Growth in Assets and Earnings Gives 2002 a Strong Start

Summary and analysis of first quarter 2002 performance data


Robust share growth, slow loan growth, and solid earnings were posted by the 1,717 credit unions with assets over $50 million that reported March 31, 2002 financial data. Over the past twelve months, credit unions have experienced strong balance sheet growth with assets rising 14.9%, but a dramatic change in the interest rate environment led to the first decline in total income in recent memory. Despite the decline in income, earnings rose 20.4% as credit unions lowered their cost of funds. The steep drop in interest rates has presented new challenges for credit union management, but a year after the Federal Reserve began to lower rates, credit union results remain strong and reflect the ability of these unique institutions to provide their members with competitive financial products.

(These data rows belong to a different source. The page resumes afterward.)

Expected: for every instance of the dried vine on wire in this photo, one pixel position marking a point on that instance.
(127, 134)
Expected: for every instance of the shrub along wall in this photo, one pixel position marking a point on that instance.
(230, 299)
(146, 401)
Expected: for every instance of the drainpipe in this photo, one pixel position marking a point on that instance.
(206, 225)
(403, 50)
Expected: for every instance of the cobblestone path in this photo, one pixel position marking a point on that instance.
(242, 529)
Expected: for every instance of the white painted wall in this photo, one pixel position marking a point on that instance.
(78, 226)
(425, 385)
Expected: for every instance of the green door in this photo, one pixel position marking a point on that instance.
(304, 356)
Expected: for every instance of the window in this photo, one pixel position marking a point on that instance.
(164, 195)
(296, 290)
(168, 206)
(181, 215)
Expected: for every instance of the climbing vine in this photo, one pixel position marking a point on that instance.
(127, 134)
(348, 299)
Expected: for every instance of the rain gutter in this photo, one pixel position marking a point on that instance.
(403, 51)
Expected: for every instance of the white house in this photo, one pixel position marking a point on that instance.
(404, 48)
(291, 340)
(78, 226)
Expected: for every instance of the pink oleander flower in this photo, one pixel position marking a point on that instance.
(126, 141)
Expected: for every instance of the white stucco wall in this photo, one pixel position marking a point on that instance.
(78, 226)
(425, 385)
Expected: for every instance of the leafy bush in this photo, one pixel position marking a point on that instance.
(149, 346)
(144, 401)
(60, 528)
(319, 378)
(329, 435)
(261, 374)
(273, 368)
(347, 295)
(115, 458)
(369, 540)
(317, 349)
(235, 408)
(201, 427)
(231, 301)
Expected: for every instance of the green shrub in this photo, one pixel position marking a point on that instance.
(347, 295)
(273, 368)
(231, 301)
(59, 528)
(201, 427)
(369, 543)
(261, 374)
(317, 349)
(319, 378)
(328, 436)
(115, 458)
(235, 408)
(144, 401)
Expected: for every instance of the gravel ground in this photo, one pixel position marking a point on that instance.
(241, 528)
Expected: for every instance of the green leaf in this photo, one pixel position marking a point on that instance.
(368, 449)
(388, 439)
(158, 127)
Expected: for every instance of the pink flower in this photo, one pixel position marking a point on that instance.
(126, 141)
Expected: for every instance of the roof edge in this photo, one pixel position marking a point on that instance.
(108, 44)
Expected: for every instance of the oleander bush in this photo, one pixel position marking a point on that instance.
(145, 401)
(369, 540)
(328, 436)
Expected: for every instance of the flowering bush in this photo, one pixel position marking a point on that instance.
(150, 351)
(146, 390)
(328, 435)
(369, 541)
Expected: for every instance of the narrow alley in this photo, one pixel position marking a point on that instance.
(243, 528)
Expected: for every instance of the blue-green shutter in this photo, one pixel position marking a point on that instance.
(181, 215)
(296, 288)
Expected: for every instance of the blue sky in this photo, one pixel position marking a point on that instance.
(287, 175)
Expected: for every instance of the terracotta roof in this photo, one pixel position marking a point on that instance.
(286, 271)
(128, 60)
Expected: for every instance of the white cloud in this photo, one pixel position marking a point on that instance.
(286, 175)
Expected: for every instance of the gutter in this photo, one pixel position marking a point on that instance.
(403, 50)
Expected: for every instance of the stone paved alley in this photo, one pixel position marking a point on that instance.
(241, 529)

Strong Share Growth Continues
The 1,717 credit unions with assets over $50 million as of March 31, 2002 posted a 5.7% three-month share growth rate in the first quarter, bringing total shares to $386.3 billion. This strong growth rate is down from the 6.3% rate the $50 million credit unions posted in first quarter 2001, which was the highest ever recorded by Callahan & Associates. As first quarter typically experiences the highest share growth rates, it is unlikely that this pace will be maintained for the remainder of 2002. However, the liquidity increase that began a year ago continues, and the loan to share ratio has now fallen to 71.2% from 74.8% one year ago. For the 12 months ending March 31, 2002, the 1,571 credit unions that reported financial data in both first quarter 2001 and first quarter 2002 experienced 15.3% share growth. Growth continues to be driven by money market and regular share accounts, which have risen 40.4% and 19.9%, respectively, in the last 12 months.

Mortgage and Auto Lending Activity Paces Loan Growth
Lending activity is off to a slow start in 2002, with outstanding loans rising 1.0% through the first three months of the year to $275.1 billion for the $50 million credit unions. Two lending categories, first mortgages and used autos, are responsible for the growth, rising 4.2% and 2.2%, respectively, in the first quarter. These categories also led the 9.9% twelve-month growth rate in total loans, with first mortgages increasing 21.2% as members took advantage of low rates for both purchases and refinancings, and used auto loans growing 14.4% in a highly competitive automobile market.

The delinquency rate for loans remains low at 0.6%, showing no increase from March 2001. Although the delinquency rate has not changed, delinquent loans have risen 21%, leading credit unions to increase the provision for loan losses by 41% versus first quarter last year. Coverage of delinquent loans remains strong as a result, with loan loss reserves totaling 134% of delinquent loans.

Investment Maturities Extended
With share growth outpacing loan growth over the past year, the investment portfolio of the $50 million credit unions has risen 23.8% to $145.9 billion. Investment maturities of one year or more accounted for 36% of the portfolio in March 2001, but credit unions have been gradually extending maturities over the last year as the desire for higher yields increases. Longer-term investments now account for 45% of total investments. Despite extending the portfolio, credit unions have experienced a sharp drop in investment yields over the past year.

Income Falls, Earnings Rise, Capital Remains Sound
Although loans and investments both realized solid balance sheet growth in the last year, loan interest income is flat in the first quarter of 2002 versus the same period last year while investment income is down 16.1%. Credit unions saw loan yields fall 70 basis points to 7.7% and investment yields drop 200 basis points to 3.6% over the past 12 months. Because of the low interest rate environment, fee and other non-interest income is becoming more important to many credit unions, rising 11.6% from first quarter 2001 results and now accounting for 13.9% of income versus 12.2%. Even with the rise in fee income, total income in first quarter 2002 fell 1.5% versus first quarter 2001.

While operating expenses have risen 11% over the first three months of 2001, primarily due to increases in employee compensation, credit unions effectively managed their cost of funds in order to maintain strong earnings. The average cost of funds has declined 120 basis points since first quarter 2001 to 3.0%. Credit unions are still paying competitive rates to members on their deposits, which is reflected in their high share growth rate, and their successful rate management helped them post a strong 1.07% annualized return on assets in the first quarter, up from 1.04% in first quarter 2001. The strong earnings have allowed credit unions to maintain their solid capital base, as net worth to assets stood at 10.2% as of March, down only slightly from the 10.7% posted in first quarter last year despite strong asset growth over the past 12 months.